5.3. L'INTERVENTION DE L'ETAT
Elle a influencé les pratiques foncières locales
par le biais de la RAF, des politiques aménagements du territoire et de
reboisement.
5.3.1. L'influence des interprétations locales de
la RAF
Si la RAF a été promulgué pour assurer
la sécurité des exploitants agricoles et veiller à une
gestion rationnelle des ressources naturelles, elle est loin d'avoir atteint
ses objectifs dans les zones rurales, notamment à
Dèrègouè. Les enquêtes de terrain ont en effet
révélé que les textes qui la régissent sont
méconnus des paysans. Par ailleurs, même si ces derniers sont au
courant de l'existence de ces textes, leurs interprétations et
appréciations diffèrent d'un acteur à un autre, notamment
des migrants aux autochtones.
Les textes de la RAF qui stipulent que « la terre
appartient à celui qui la cultive ou celui qui la met en valeur »
et que « l'Etat propriétaire de la DFN » ainsi que « la
non- reconnaissance du droit coutumier » influencent les perceptions que
les paysans ont de la terre. Certains migrants, en s'appuyant sur la cette
législation foncière, adoptent des pratiques à l'encontre
des interdits dictés par les autochtones sous prétexte que
« la terre appartient à tout le monde ». Ils
empiètent sur les terres qui ne leur ont pas été
attribuées ou plantent des arbres sans l'accord des chefs de terre.
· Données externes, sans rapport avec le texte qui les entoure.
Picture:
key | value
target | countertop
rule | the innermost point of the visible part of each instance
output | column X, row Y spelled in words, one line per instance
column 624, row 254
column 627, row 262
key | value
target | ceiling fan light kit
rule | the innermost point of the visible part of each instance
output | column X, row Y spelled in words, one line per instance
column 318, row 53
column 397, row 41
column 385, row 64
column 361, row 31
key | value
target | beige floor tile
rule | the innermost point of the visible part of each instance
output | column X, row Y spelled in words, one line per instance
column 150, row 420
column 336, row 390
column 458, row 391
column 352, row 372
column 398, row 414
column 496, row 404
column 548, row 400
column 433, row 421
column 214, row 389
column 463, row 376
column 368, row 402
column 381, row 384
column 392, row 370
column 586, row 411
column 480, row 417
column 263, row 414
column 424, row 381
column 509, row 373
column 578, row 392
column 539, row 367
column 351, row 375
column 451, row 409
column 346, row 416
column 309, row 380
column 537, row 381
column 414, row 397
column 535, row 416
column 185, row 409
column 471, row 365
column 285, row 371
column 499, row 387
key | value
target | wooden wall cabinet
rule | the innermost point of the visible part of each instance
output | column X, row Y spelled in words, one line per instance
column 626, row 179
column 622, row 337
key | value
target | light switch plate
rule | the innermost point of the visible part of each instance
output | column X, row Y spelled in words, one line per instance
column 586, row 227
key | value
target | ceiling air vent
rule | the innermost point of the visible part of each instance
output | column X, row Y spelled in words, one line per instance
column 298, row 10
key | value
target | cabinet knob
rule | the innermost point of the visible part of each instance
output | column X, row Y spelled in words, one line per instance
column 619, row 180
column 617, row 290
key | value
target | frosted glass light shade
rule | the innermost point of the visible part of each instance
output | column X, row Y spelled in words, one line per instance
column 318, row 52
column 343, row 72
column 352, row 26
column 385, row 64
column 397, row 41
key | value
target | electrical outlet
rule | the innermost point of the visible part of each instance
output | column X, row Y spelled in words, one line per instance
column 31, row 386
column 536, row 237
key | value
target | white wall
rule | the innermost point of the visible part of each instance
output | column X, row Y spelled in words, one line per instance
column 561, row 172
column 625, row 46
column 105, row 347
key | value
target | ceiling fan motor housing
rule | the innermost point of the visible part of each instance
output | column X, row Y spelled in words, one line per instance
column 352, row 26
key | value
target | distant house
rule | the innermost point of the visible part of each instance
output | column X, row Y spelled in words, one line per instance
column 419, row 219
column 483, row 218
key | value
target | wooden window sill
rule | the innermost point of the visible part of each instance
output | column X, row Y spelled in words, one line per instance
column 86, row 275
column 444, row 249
Cette situation crée du côté des propriétaires
terriens coutumiers des sentiments de crainte pour ce qui concerne l'avenir de
leur emprise sur les terres. Comme eux-mêmes le disent, de nombreux
migrants ne respectent plus les principes coutumiers ; et lorsqu'ils veulent
leur sanctionner, ils sont convoqués auprès des autorités
administratives.
Le sentiment d'insécurité foncière que
suscite la RAF est surtout vécu par les propriétaires terriens
qui les perçoivent comme une sorte de remise en cause de leur
autorité en matière de la gestion foncière. En effet, de
nombreux migrants qui ont acquis des parcelles
de culture par l'entremise de ces propriétaires
terriens, se basent sur la RAF pour s'opposer à certains principes
coutumiers en matière de gestion foncière : plantation d'arbres,
attribution de parcelles à une tierce personne sans accord des chefs de
terre. Pour ces migrants, la modernité devient de plus en plus une
garantie de la sécurité foncière au détriment de la
coutume.
Si l'avènement de la législation foncière
moderne a fragilisé le pouvoir coutumier, l'approche des politiques
d'aménagement du territoire ne l'a pas consolidé non plus.